Deux scénarii ont été envisagés. Le premier, le plus optimiste, table sur une hausse de 25 % des droits de douanes sur les importations américaines en provenance d’Europe d’acier, d’aluminium et d’automobiles et de 10 % sur les autres biens importés, sans mesure de représailles de la part de l’UE.
Dans cette hypothèse, la Banque de France estime que l’impact cumulé des effets mécaniques de la hausse des droits de douane et de l’incertitude créée par son annonce serait de -0,25 point de pourcentage de PIB en 2025, de -0,2 point de PIB en 2026 et nul en 2027. Sur ces trois années, l’impact est ainsi estimé à peu ou prou -0,4 point sachant, qu’à lui seul, l’effet d’incertitude représente -0,36 point de PIB sur cette période triennale. « Cet impact se transmettrait à l’investissement des entreprises ainsi qu’à la consommation des ménages », insiste la Banque de France.

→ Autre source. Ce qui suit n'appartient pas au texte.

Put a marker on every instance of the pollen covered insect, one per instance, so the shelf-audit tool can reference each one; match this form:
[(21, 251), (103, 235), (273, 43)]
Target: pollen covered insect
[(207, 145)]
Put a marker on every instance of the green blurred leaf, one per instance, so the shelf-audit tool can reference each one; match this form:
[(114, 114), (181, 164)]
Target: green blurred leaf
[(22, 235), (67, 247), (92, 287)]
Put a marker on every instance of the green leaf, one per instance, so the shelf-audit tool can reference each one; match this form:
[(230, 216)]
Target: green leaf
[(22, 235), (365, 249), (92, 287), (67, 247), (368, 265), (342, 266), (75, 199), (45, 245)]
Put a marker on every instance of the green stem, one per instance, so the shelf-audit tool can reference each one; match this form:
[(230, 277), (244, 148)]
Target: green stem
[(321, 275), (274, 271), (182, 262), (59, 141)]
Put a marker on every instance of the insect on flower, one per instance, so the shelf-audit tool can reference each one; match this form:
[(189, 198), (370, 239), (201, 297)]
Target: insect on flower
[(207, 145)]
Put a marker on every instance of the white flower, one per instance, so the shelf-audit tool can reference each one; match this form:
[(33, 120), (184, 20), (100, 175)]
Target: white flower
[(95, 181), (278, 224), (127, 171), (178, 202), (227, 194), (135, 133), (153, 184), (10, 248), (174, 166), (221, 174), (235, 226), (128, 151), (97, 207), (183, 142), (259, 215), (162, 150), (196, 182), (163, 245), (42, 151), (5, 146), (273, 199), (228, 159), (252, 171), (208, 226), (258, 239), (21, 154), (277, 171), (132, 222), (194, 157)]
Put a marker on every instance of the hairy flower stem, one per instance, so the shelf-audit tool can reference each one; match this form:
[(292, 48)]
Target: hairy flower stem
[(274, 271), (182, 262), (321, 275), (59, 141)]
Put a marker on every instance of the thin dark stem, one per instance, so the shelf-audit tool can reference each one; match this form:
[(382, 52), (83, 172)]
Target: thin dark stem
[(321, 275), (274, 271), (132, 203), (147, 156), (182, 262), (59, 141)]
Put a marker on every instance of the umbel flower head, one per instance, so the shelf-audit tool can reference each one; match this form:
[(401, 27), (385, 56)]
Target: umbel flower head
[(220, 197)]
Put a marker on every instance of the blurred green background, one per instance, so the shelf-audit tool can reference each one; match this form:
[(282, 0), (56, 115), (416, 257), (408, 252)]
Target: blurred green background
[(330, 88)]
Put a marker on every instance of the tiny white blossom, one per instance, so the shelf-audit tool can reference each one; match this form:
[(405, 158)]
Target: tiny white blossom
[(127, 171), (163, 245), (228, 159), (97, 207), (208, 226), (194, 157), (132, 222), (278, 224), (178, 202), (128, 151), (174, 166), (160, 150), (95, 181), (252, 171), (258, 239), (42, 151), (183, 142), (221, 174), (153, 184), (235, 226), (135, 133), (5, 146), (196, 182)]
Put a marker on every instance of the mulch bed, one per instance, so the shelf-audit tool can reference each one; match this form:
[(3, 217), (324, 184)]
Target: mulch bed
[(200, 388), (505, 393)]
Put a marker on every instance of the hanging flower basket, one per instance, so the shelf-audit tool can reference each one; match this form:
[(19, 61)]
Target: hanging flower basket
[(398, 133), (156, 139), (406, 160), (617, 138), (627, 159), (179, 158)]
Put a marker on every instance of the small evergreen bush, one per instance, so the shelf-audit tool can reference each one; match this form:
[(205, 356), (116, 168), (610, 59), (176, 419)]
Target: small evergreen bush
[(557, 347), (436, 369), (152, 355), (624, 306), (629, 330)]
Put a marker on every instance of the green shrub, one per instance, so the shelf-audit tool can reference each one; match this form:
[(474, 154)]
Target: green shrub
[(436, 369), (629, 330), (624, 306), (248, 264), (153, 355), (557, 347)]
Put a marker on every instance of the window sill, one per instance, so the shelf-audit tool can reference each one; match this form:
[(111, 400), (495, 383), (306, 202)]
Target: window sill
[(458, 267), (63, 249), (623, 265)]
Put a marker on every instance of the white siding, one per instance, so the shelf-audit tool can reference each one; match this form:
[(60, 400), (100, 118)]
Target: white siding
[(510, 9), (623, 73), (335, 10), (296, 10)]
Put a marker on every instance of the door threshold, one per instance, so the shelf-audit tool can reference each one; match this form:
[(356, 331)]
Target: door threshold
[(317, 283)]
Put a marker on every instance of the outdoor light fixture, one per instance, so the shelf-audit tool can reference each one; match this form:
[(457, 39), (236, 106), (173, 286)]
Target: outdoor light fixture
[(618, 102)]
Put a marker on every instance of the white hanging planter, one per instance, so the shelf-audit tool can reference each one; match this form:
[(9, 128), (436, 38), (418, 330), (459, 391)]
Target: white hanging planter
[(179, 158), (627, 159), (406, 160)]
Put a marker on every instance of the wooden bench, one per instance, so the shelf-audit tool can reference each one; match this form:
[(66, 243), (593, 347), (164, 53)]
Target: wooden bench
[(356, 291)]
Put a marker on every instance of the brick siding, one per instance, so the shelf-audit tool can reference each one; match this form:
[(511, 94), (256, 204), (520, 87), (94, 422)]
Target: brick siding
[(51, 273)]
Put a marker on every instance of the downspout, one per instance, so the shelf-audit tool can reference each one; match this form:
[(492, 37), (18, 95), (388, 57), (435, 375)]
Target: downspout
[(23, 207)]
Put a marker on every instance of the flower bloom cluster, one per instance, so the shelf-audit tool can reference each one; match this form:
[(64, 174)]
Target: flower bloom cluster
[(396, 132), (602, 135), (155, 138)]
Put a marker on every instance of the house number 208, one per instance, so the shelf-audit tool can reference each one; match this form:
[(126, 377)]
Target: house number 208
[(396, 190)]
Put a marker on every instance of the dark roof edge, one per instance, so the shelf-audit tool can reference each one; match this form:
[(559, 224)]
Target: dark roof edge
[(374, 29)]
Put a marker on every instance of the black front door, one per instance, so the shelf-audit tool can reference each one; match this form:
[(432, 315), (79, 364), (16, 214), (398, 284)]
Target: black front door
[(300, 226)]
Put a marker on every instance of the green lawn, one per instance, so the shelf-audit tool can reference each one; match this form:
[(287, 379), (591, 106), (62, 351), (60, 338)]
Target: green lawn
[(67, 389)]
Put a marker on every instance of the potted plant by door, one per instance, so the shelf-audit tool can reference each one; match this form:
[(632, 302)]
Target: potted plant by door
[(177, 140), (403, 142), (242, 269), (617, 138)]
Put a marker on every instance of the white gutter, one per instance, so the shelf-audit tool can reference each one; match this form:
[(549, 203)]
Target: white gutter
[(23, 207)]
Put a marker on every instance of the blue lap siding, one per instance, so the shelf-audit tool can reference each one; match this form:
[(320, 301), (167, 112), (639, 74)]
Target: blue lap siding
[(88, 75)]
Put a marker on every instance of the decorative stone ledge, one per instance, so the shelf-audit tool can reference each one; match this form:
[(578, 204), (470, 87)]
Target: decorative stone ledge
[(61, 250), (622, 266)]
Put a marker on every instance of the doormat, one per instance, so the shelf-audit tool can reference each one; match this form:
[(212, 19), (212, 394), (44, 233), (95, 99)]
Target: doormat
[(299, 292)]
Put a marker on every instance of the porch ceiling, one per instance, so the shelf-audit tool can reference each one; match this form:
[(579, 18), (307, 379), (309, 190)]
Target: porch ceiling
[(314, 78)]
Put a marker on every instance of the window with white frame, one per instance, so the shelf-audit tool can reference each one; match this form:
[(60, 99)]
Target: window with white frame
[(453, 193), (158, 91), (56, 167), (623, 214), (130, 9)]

Un scénario alternatif sévère
Les auteurs de l’étude se sont également penchés sur un scénario plus sévère. Dans ce dernier, la hausse des droits de douane sur les produits de l’Union européenne, hors droits sectoriels (acier, aluminium…), atteindrait 20 %, avec des représailles de même ampleur sur les exportations des États-Unis. L’incertitude sur la politique commerciale resterait durablement élevée ce qui entraînerait un recul de la croissance du PIB de 0,3 point de pourcentage en 2025 et en 2026. Comme dans le scénario précédent, les prévisions resteraient inchangées pour 2027.
Au total, sur ces trois années, la perte de croissance du PIB pourrait atteindre -0,6 point. « L’économie française éviterait cependant la récession, avec une croissance de 0,3 % en 2025 et 0,7 % en 2026. Dans ce scénario, l’impact sur l’inflation serait globalement neutre », conclut la Banque de France.